Function of culturing monolayer hepatocytes by collagen gel coating and coculture with nonparenchymal cells.

作者信息

Koike M, Matsushita M, Taguchi K, Uchino J

机构信息

First Department of Surgery, Hokkaido University School of Medicine, Sapporo, Japan.

出版信息

Artif Organs. 1996 Feb;20(2):186-92. doi: 10.1111/j.1525-1594.1996.tb00725.x.

Abstract

Since 1987, we have been developing a bioartificial liver (BAL) using multiplated cultured hepatocyte monolayers. With the goal of promoting hepatic functions of cultured hepatocyte monolayers, we combined the use of a collagen gel layer over the monolayers of hepatocytes and/or cocultured hepatocytes with nonparenchymal cells (NPCs). The study was divided into four groups according to culture configurations: Group 1: hepatocyte monolayer culture (control); Group 2; coculture of hepatocytes and NPCs; Group 3: hepatocyte monolayer with a overlaid collagen gel layer; and Group 4: coculture with a overlaid collagen gel layer. The culture continued for 14 days. Morphological changes and hepatic functions were evaluated by urea and albumin syntheses. The morphological status of the hepatocytes remained for 2 weeks in Groups 3 and 4. Deterioration and detachment of hepatocytes and/or NPCs started in Group 1 and 2 on the third day in culture.

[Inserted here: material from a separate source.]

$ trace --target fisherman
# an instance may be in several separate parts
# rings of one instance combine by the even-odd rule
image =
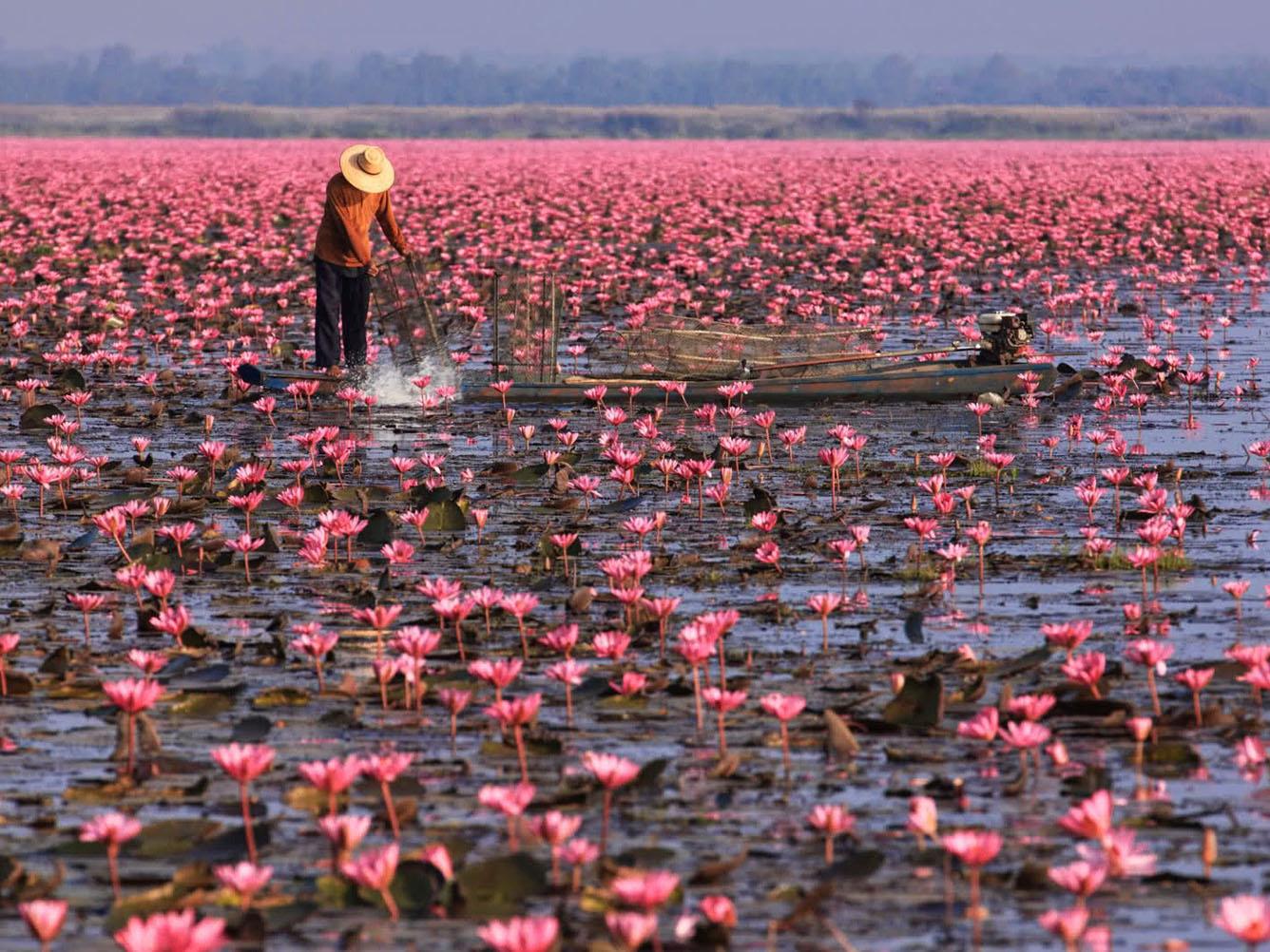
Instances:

Significantly high urea synthesis was noted in Group 4 (p < 0.001 compared with Group 1 and 2: p = 0.0014 compared with Group 3). Although there was no significant difference in albumin synthesis among the four groups, those hepatocytes covered by the collagen gel (Groups 3 and 4) tended to secrete albumin throughout the observation period. These results indicted that the environment, although artificial (but close to the in vivo state), supplied with collagen gel and the coculture, enhanced the activities of the cultured hepatocyte monolayers. We suggest that use of cocultured hepatocytes under a collagen gel is a promising candidate for a bioreactor of multiplated BAL.

摘要

自1987年以来,我们一直在利用多层培养的肝细胞单层构建生物人工肝(BAL)。为了促进培养的肝细胞单层的肝功能,我们将在肝细胞单层上使用胶原凝胶层和/或将肝细胞与非实质细胞(NPCs)共培养相结合。根据培养配置,该研究分为四组:第1组:肝细胞单层培养(对照);第2组:肝细胞与NPCs共培养;第3组:覆盖有胶原凝胶层的肝细胞单层;第4组:覆盖有胶原凝胶层的共培养。培养持续14天。通过尿素和白蛋白合成评估形态变化和肝功能。第3组和第4组中肝细胞的形态状态保持了2周。第1组和第2组在培养第三天开始出现肝细胞和/或NPCs的退化和脱离。第4组尿素合成显著升高(与第1组和第2组相比,p < 0.001;与第3组相比,p = 0.0014)。尽管四组之间白蛋白合成没有显著差异,但在整个观察期内,被胶原凝胶覆盖的肝细胞(第3组和第4组)倾向于分泌白蛋白。这些结果表明,虽然是人工环境(但接近体内状态),但提供胶原凝胶和共培养可增强培养的肝细胞单层的活性。我们认为,在胶原凝胶下使用共培养的肝细胞是多层BAL生物反应器的一个有前途的候选方案。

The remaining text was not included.